Katie Beth is currently studying History, Political Science, and Sociology. She says that “it is [her] hope to eventually go to Law School to pursue a career in advocacy, but [she is] still working out the details.” There are many activities, events, and organizations that students can get involved with at Emory & Henry College, and Katie Beth plays a significant role in most of them. In addition to her involvement in the Honors Program, Katie Beth was elected the Vice President of the Student Government Association for the 2015-16 school year. She also serves as the President of the Calliopean Literary Society, Manager of the Lady Wasp Women’s Basketball Team, Supplemental Instructor of a Hip Hop Transitions course for first–years, Secretary of the Pre-Law Society, President of Sigma Upsilon Nu Social Sorority, and Sweetheart of Beta Lambda Zeta Social Fraternity. During what free time she has, Katie Beth also hosts a radio show on WEHC FM 90.7 called Our Place where she interviews students about their Emory & Henry experience. 

Katie Beth walks down the football field with her escort, Wes Polly, to receive her homecoming award.

Katie Beth walks down the football field with her escort, Wes Polly, to receive her homecoming award.

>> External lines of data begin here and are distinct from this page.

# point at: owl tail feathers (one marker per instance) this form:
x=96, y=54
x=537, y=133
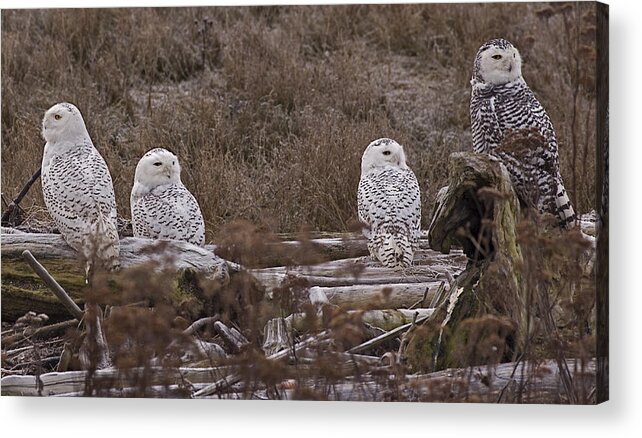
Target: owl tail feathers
x=564, y=207
x=395, y=251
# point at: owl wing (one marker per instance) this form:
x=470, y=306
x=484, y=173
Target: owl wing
x=169, y=212
x=390, y=197
x=485, y=125
x=366, y=204
x=79, y=195
x=405, y=200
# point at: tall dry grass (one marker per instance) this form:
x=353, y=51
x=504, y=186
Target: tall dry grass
x=270, y=108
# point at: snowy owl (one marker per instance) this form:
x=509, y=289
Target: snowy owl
x=389, y=203
x=77, y=188
x=502, y=106
x=162, y=207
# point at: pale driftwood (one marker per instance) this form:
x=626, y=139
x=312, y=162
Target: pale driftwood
x=390, y=334
x=233, y=339
x=41, y=332
x=228, y=381
x=386, y=295
x=75, y=381
x=198, y=324
x=504, y=383
x=13, y=207
x=53, y=285
x=277, y=336
x=386, y=319
x=134, y=251
x=94, y=350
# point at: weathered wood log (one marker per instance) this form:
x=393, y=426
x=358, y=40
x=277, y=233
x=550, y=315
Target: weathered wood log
x=386, y=319
x=433, y=268
x=390, y=296
x=64, y=298
x=524, y=382
x=75, y=381
x=234, y=340
x=277, y=336
x=22, y=290
x=389, y=334
x=515, y=262
x=134, y=251
x=295, y=249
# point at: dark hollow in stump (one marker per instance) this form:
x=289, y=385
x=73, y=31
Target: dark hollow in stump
x=519, y=271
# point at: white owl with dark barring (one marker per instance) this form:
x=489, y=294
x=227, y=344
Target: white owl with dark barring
x=502, y=105
x=77, y=187
x=162, y=207
x=389, y=204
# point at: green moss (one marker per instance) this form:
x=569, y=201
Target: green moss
x=23, y=291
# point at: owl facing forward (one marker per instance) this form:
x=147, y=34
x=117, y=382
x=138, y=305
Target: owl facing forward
x=502, y=106
x=77, y=187
x=162, y=207
x=389, y=204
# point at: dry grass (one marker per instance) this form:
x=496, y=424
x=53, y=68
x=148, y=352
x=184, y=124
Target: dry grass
x=269, y=109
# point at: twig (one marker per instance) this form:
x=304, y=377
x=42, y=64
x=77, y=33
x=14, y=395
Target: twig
x=388, y=335
x=53, y=285
x=198, y=324
x=234, y=340
x=12, y=339
x=235, y=378
x=15, y=202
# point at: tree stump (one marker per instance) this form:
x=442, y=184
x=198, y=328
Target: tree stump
x=509, y=301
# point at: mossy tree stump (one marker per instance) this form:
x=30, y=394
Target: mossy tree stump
x=517, y=272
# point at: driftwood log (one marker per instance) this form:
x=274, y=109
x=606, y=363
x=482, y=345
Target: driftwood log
x=23, y=291
x=523, y=382
x=519, y=270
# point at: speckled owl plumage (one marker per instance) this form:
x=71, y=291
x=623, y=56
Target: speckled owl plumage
x=77, y=187
x=162, y=207
x=389, y=204
x=503, y=109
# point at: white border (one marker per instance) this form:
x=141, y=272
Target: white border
x=619, y=417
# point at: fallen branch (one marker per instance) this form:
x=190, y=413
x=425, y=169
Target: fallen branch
x=53, y=285
x=38, y=333
x=386, y=295
x=56, y=383
x=388, y=335
x=235, y=378
x=9, y=214
x=234, y=340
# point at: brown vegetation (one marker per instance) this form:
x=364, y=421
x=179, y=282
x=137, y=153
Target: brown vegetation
x=270, y=108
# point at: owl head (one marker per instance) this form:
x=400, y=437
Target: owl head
x=63, y=121
x=381, y=153
x=158, y=167
x=497, y=62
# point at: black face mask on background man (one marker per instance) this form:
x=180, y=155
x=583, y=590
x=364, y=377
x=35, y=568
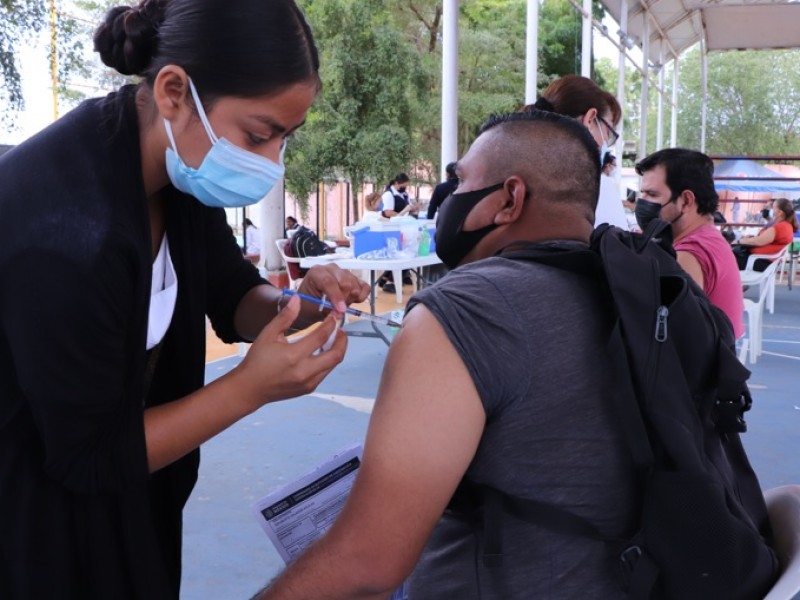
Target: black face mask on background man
x=646, y=212
x=452, y=243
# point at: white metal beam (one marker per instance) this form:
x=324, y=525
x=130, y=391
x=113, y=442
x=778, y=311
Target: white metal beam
x=449, y=83
x=532, y=52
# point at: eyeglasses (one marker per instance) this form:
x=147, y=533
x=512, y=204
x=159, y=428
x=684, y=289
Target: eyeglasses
x=613, y=136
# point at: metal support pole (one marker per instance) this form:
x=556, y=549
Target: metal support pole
x=704, y=106
x=660, y=112
x=531, y=52
x=645, y=86
x=449, y=83
x=673, y=133
x=623, y=27
x=586, y=39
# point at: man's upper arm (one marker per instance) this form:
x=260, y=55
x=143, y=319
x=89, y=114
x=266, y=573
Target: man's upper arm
x=691, y=265
x=424, y=431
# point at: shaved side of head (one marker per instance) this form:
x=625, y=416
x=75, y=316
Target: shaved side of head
x=555, y=155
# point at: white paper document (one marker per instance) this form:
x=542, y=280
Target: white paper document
x=301, y=511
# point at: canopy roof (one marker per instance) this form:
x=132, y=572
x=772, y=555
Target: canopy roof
x=766, y=180
x=728, y=24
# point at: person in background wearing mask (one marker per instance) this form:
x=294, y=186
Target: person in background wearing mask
x=772, y=238
x=291, y=223
x=395, y=198
x=103, y=304
x=252, y=238
x=768, y=213
x=678, y=187
x=495, y=401
x=581, y=98
x=443, y=190
x=395, y=202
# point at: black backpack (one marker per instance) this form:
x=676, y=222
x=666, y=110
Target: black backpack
x=704, y=532
x=306, y=243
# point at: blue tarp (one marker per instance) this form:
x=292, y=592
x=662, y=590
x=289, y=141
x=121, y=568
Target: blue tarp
x=750, y=168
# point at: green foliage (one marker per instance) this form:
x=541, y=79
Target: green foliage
x=753, y=102
x=361, y=126
x=20, y=22
x=559, y=40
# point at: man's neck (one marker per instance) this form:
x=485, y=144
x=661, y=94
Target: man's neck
x=692, y=222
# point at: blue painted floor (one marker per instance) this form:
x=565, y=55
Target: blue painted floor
x=226, y=553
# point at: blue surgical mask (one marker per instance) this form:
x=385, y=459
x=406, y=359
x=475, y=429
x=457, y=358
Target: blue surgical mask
x=229, y=176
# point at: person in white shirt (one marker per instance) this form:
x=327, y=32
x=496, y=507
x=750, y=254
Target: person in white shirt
x=252, y=237
x=395, y=199
x=582, y=99
x=609, y=205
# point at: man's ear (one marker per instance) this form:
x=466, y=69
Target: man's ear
x=588, y=118
x=689, y=199
x=515, y=193
x=170, y=91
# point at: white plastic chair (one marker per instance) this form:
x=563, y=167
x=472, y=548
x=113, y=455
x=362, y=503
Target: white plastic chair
x=779, y=260
x=293, y=283
x=754, y=309
x=783, y=505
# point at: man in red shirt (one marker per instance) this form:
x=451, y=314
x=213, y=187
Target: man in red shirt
x=678, y=187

Emory & Henry has given me many opportunities to take part in a wide array of activities I would not be able to had I chosen another school.
— Katie Beth Bordwine ‘16

We believe the best way to learn about our Honors Program is from our students. Therefore, we used this opportunity to ask Katie Beth some questions that you may have been wondering.

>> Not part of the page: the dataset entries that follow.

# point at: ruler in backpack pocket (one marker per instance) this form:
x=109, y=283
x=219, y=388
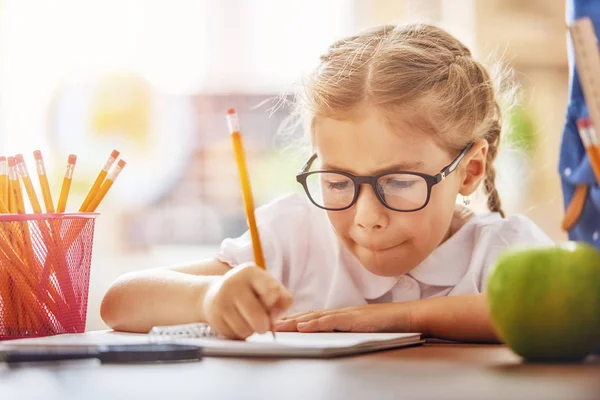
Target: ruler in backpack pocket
x=587, y=62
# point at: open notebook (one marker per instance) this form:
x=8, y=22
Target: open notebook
x=287, y=344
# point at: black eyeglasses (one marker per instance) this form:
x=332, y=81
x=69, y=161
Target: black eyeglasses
x=397, y=190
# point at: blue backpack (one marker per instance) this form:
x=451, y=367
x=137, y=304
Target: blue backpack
x=574, y=165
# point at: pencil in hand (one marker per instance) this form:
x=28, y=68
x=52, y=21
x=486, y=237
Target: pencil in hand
x=43, y=178
x=66, y=186
x=238, y=148
x=99, y=179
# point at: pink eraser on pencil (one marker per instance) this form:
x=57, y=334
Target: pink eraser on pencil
x=584, y=123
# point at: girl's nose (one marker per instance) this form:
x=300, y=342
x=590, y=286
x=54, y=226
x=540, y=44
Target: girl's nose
x=370, y=213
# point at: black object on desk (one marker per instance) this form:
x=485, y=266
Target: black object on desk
x=137, y=353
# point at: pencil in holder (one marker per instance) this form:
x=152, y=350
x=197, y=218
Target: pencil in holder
x=45, y=264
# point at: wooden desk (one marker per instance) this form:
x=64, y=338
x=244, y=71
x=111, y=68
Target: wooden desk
x=432, y=371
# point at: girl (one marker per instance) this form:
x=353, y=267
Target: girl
x=402, y=120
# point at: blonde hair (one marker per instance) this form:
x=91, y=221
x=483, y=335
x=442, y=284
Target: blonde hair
x=400, y=68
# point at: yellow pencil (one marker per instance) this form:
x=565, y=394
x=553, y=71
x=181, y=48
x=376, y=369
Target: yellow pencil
x=106, y=185
x=238, y=148
x=43, y=178
x=66, y=186
x=240, y=158
x=24, y=174
x=3, y=180
x=99, y=179
x=15, y=186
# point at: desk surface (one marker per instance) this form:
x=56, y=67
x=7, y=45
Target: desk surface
x=426, y=372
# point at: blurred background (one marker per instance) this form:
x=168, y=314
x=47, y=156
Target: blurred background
x=154, y=78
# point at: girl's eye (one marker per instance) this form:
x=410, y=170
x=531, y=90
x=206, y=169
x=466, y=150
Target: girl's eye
x=399, y=183
x=338, y=185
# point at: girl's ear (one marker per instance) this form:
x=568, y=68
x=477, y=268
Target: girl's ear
x=473, y=167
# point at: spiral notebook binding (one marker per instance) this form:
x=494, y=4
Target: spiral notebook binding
x=185, y=331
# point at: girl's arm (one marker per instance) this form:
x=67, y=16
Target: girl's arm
x=461, y=318
x=140, y=300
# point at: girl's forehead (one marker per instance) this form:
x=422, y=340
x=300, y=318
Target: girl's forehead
x=370, y=133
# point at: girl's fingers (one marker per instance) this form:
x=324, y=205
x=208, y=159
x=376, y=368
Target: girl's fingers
x=221, y=327
x=286, y=326
x=329, y=323
x=238, y=324
x=271, y=293
x=253, y=311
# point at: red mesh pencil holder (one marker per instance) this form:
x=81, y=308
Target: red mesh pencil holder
x=45, y=264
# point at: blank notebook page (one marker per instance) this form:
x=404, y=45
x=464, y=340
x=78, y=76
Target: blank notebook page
x=287, y=344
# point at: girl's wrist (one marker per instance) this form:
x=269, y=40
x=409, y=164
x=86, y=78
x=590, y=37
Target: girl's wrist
x=418, y=321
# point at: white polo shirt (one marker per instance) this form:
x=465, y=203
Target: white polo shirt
x=302, y=251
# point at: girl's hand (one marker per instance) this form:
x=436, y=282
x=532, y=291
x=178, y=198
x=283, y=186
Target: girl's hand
x=394, y=317
x=244, y=301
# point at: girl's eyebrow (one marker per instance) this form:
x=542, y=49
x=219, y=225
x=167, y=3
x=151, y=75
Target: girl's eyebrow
x=403, y=166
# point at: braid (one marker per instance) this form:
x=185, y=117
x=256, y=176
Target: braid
x=489, y=182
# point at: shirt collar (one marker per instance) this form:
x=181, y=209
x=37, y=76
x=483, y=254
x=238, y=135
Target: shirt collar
x=449, y=262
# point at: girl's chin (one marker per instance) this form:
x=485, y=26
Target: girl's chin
x=383, y=263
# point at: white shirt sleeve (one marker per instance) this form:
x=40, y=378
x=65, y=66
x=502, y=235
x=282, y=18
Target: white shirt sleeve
x=281, y=226
x=514, y=232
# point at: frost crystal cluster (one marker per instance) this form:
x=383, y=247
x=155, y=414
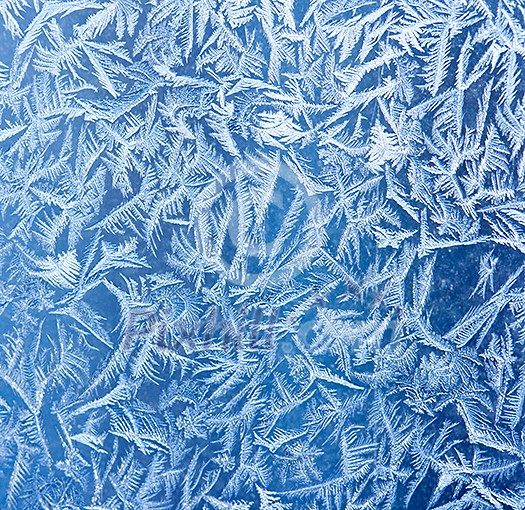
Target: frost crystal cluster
x=262, y=254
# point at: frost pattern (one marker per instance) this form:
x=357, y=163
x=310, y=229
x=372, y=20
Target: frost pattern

Q: Why did you choose Emory & Henry College?
A: I chose Emory & Henry because I am from a town only 15 minutes away from Emory, VA. I have been a Wasp since I was an infant with countless cousins, uncles, aunts, and other family members attending Emory & Henry.

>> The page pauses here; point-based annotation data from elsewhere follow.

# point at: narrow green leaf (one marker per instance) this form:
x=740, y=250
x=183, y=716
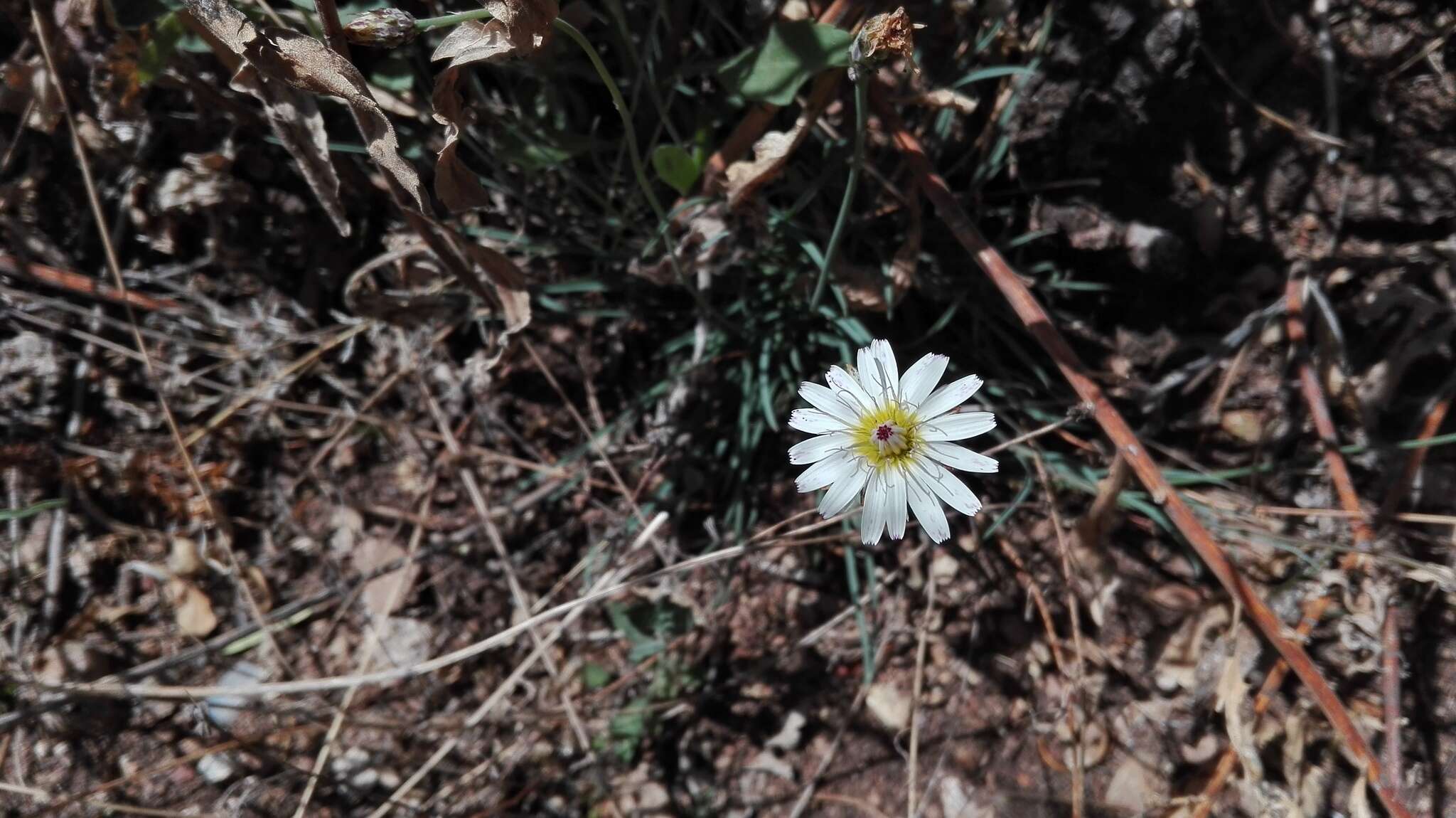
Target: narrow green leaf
x=793, y=53
x=676, y=166
x=159, y=48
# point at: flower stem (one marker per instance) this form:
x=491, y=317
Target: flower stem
x=629, y=134
x=868, y=652
x=850, y=191
x=451, y=19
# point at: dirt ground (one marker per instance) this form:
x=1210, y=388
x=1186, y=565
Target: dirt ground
x=385, y=481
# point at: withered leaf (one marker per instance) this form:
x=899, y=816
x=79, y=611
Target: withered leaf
x=456, y=185
x=519, y=28
x=769, y=156
x=191, y=607
x=510, y=285
x=386, y=593
x=299, y=126
x=306, y=63
x=475, y=41
x=309, y=65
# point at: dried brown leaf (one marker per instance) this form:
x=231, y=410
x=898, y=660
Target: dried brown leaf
x=456, y=185
x=510, y=285
x=383, y=594
x=475, y=41
x=946, y=98
x=299, y=126
x=184, y=558
x=1232, y=694
x=771, y=153
x=309, y=65
x=191, y=607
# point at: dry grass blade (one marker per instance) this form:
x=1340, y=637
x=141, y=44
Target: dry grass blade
x=114, y=267
x=85, y=286
x=496, y=641
x=1040, y=325
x=1320, y=408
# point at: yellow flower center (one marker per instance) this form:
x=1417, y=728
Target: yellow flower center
x=887, y=435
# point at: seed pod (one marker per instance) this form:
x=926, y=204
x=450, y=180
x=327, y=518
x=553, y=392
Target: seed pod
x=883, y=38
x=382, y=28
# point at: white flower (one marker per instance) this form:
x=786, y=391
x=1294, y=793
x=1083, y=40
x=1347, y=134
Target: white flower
x=890, y=437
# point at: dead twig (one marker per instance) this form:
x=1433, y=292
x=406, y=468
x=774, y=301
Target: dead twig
x=225, y=539
x=83, y=285
x=1040, y=325
x=1391, y=696
x=914, y=773
x=1320, y=408
x=1432, y=424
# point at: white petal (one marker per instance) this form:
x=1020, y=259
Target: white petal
x=843, y=491
x=896, y=516
x=815, y=423
x=956, y=457
x=926, y=510
x=877, y=370
x=877, y=507
x=922, y=378
x=850, y=391
x=957, y=427
x=826, y=400
x=947, y=487
x=820, y=447
x=832, y=469
x=950, y=396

Q: How did your involvement in the Honors Program influence your overall experience at Emory & Henry?
A: The Honors Program has definitely benefitted me beyond belief during my time at Emory & Henry. I have been challenged through the program, but I have also been tirelessly supported by all of the professors involved with the Honors Program, as well as its director, Dr. Lane, assistant director, Hai Yan Chen, my cohort, and all the other members of the program. The Honors Program gave me the courage to step outside of my comfort zone, and be confident in my abilities inside and outside of the classroom.

Q: What was the most rewarding aspect of being in the Honors Program?
A: When I came to college, I was very unsure of my abilities. I came from a very small school in Southwest Virginia, and I felt like I was so far behind my classmates that I did not belong in an Honors class. However, when I thought I was not capable, the Honors Program taught me that if I am willing to work hard, I can accomplish anything. The most rewarding aspect of the program for me, has been coming to the realization that I am prepared and capable of doing anything to which I set my mind.  

Q: What advice would you give to first–year Honors Scholars?
A: Do not give up! You’re going to be challenged. You’re going to have days when you feel inadequate. During times of trouble lean on your cohort members and the older members of the program. At Emory & Henry we truly are a family, and support each other. No matter what you’re going through in college, the Honors Program is there to support you, help you, and love you.